I’d witnessed that scene several weeks ago. Now while bumping along in my sedan, working away on admiralty paperwork, the roar of one of those same elephants being led up to the amphitheater flew to us from across the Bay. Plinia in her chair was relaxing and watching the scenery pass. I overheard Caecilius excitedly telling Lucius about a wonderful speckled mare he’d ridden yesterday at breakneck speed up and down the beach at Mare Morto.
The Via Herculano we traveled on was a wide stone causeway built above high-tide all the way up the Bay as it curved toward Bacoli, Baia, Lucrino, then Puteoli and beyond to the city of Herculanem, nestled into the foot of Vesuvius. Behind us at the western end of its course the Via entered a tunnel carved into the hillside, the tunnel which provided one of the most striking entrances into an open-air theater in all the empire. Many times on our way to Misenum’s theater we’d followed that terminus of the street directly into the side of the hill, where we entered dark, torch-lit galleries lined with niches and statues. A few moments’ walk and we would break suddenly out into the light of the theater, its rows of sleeps sloping down toward the Middle Sea and its islands providing a striking backdrop.
Now as we made our way with the crowd streaming up toward Puteoli we passed villas built along the Bay. Some were small and unpretentious, comfortable vacation homes to relax in for a few days or a week or two. Others sprawled along the hill, grand edifices with swimming pools, nymphaea, and temples to Isis and other gods. Beneath some
were big seawater pools, nestled into sea-caves, to keep fish fresh for dinner. A soft morning breeze caressed us from across the water, from which now and then a quartet or trio of dolphins broke the surface in short graceful leaps, tiny scribbles for an instant rising above the papyrus of the Bay which stretched east to the tiny knob of Nisida and rising behind it Posillipo and farther yet the graceful peak of Vesuvius.

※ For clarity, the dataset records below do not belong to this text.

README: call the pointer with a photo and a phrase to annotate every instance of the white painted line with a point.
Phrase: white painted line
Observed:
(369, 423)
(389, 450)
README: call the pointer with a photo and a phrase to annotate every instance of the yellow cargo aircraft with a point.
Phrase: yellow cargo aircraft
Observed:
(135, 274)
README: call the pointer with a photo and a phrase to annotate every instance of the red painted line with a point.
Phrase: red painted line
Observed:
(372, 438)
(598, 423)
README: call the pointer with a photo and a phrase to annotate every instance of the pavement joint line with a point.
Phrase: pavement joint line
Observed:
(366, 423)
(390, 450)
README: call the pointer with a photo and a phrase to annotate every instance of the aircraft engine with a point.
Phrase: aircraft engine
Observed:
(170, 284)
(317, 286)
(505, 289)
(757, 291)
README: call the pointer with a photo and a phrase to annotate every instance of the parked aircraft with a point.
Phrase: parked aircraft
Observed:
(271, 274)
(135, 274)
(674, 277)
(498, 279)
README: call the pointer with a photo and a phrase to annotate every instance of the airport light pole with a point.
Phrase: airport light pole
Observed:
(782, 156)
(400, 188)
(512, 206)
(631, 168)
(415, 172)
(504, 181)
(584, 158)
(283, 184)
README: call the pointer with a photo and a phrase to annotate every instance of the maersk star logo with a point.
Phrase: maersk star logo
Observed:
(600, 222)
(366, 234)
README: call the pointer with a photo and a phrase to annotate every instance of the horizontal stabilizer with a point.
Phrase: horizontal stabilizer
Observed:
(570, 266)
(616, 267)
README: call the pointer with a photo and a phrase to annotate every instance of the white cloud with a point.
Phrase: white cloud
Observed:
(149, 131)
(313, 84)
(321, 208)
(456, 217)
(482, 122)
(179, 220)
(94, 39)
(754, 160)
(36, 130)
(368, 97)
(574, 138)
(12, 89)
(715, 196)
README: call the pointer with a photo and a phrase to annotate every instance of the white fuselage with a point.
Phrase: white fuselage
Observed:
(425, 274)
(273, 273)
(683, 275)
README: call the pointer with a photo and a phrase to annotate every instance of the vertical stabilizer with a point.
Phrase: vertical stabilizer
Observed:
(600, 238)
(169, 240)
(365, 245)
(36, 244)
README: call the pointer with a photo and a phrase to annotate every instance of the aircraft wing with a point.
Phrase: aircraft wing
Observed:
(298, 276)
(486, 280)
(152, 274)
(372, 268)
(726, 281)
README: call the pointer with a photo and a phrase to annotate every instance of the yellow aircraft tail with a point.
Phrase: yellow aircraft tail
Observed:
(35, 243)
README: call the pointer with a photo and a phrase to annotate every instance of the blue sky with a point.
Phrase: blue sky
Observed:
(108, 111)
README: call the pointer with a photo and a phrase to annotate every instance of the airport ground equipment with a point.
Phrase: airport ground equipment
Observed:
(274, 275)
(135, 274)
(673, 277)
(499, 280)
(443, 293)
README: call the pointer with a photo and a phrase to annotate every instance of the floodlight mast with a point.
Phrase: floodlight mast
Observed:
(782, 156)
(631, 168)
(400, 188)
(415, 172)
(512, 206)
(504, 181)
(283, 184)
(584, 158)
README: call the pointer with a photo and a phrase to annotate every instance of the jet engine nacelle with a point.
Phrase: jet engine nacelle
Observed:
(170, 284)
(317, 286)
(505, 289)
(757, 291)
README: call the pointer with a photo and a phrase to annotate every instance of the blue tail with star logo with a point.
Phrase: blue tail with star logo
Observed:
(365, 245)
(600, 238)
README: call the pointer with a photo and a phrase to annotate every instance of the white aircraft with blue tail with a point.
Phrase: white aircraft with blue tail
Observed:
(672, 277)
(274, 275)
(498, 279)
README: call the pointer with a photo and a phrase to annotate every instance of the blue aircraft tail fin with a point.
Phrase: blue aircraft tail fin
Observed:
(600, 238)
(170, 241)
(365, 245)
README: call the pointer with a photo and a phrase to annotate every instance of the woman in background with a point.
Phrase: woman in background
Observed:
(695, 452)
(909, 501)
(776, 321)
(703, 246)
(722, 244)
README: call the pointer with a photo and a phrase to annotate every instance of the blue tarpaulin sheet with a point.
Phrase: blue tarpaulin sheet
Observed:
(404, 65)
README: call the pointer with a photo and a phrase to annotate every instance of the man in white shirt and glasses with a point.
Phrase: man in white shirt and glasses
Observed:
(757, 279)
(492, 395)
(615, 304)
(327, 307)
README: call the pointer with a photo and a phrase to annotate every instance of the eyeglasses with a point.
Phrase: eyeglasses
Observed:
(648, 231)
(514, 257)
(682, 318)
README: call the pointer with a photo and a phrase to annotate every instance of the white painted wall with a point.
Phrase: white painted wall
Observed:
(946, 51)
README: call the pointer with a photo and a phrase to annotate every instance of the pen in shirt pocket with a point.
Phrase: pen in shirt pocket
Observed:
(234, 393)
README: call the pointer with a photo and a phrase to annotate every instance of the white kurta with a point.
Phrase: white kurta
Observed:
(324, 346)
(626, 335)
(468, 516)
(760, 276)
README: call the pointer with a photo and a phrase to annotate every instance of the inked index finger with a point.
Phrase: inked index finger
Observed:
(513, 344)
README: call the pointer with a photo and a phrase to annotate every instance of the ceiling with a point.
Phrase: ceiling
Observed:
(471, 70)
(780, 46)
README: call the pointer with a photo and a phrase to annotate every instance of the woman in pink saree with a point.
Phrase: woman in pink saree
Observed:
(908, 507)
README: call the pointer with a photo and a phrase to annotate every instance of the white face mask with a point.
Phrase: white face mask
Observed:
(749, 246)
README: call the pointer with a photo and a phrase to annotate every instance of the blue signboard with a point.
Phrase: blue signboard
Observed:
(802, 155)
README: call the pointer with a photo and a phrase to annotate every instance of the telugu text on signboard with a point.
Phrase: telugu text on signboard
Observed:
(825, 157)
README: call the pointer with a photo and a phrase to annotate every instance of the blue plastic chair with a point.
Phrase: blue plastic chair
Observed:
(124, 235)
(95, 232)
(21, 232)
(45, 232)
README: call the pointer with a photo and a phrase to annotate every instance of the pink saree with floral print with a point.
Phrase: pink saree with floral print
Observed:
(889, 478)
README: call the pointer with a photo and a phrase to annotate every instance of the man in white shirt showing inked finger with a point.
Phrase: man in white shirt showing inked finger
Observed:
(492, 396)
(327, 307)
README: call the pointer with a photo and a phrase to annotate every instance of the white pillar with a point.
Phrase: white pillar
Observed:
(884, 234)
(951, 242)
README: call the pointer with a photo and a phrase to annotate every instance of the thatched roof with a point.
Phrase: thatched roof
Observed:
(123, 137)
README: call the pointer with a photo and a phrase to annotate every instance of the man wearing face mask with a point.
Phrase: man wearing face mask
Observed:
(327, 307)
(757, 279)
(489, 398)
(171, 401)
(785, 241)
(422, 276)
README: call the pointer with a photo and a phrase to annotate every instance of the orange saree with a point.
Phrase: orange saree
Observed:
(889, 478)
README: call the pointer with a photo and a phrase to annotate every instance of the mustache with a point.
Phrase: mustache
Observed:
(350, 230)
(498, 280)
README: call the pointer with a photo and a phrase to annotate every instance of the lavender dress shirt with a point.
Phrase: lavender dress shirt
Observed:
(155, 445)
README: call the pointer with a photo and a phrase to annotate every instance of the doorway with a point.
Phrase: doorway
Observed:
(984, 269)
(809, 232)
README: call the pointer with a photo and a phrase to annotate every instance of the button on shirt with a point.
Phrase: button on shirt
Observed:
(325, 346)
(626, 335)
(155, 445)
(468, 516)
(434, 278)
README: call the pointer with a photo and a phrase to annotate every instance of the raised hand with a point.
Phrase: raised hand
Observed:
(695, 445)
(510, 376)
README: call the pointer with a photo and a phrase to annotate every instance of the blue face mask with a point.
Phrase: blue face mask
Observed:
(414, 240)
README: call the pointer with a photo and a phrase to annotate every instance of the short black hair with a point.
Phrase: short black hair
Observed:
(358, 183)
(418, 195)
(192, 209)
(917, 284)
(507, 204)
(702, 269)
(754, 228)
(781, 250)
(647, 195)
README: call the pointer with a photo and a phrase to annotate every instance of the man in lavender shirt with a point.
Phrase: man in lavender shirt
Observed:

The epic of our history was carved into the landscape we moved through. From Misenum’s harbor Augustus had sailed with his fleet to defeat Mark Antony at Actium; just ahead was the villa Julius Caesar had built for his ill-fated lover Cleopatra; we'd just passed the very beach on which Agrippina had crawled ashore, and the little villa into which she’d fled and where Anicetus, my predecessor as praefectus Classicus, had hunted her down.
As I was carried along I scanned a report on the fleet's status. Too many of the ships were decades old, built to outdated standards. I would raise the issue with Vespasian. I had a pretty good idea what his response would be. Eyebrows up he’d turn his face into a thoughtful frown, a moment’s thought, then: “Okay,” he'd say, “but what will it cost?” I’d already thrown figures around in my head. But any number I offered would likely be too much.